En un ambiente donde la palabra se ha degradado tanto, o donde se puede usar sin rendir cuentas ante nadie, los ciudadanos van perdiendo poco a poco la resistencia a los excesos, más o menos como el cuerpo que toma demasiados antibióticos pierde la capacidad de defenderse de las bacterias. Y así ocurren episodios como el del coronel retirado John Marulanda, que habló en la radio de “defenestrar a un tipo que fue guerrillero”. Una declaración semejante debería ser inaceptable para cualquier demócrata de verdad, pero hace rato que la verdadera democracia está de capa caída. Nuevamente hubo de todo: intentos un poco bobos de justificar la palabra amparándose en la libertad de expresión, o alegatos que decían que “defenestrar” en política es simplemente “retirar del cargo”. Y uno podría recordar inútilmente que este uso de la palabra viene de un episodio muy preciso: el día de 1618 en que un grupo de aristócratas de Praga tiraron por la ventana (en latín, fenestra) a los representantes del Emperador. Los retiraron del cargo, sí, pero no por la vía más democrática; y el atajo –no sobra recordar– dio lugar a la Guerra de Treinta Años.

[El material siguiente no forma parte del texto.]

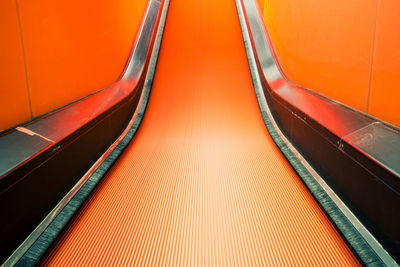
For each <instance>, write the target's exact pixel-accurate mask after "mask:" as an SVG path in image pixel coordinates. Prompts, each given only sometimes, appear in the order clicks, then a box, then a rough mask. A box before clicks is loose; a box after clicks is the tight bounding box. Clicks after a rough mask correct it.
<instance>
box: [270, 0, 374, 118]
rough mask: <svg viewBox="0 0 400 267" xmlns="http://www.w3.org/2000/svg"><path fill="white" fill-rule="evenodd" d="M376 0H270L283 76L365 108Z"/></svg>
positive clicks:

En toda sociedad la conversación ciudadana tiene la forma de una pirámide, por más que algunos crean en la conveniente ficción de que la comunicación ahora es horizontal, o que es más democrática. La verdad es que las palabras de los de arriba siguen goteando hacia abajo, moldeando las opiniones de los ciudadanos, dando forma a sus propias conversaciones e influyendo fuertemente en sus acciones. Eso lo saben los que hablan, desde luego, y su objetivo evidente suele ser dividir y enfrentar a los ciudadanos, porque han descubierto que es tremendamente fácil hacerlo y sus réditos políticos son inmediatos: basta darle a la gente un enemigo, real o fabricado, y luego las fuerzas de nuestro descontento harán lo suyo.
Cuando los de arriba hablan con total impunidad sin que los ciudadanos los condenemos, aunque estemos de su lado; cuando no les exigimos a los que hablan responder por sus palabras o perdonamos sus excesos retóricos o miramos a otro lado; cuando felicitamos esos excesos o los jalonamos porque secretamente nos gusta que alguien más poderoso haga daño a los que odiamos, lentamente vamos envenenando nuestra convivencia, y luego tendremos menos derecho a sorprendernos cuando las emociones envenenadas se conviertan en actos violentos. ¿Y quién va a responder por ellos?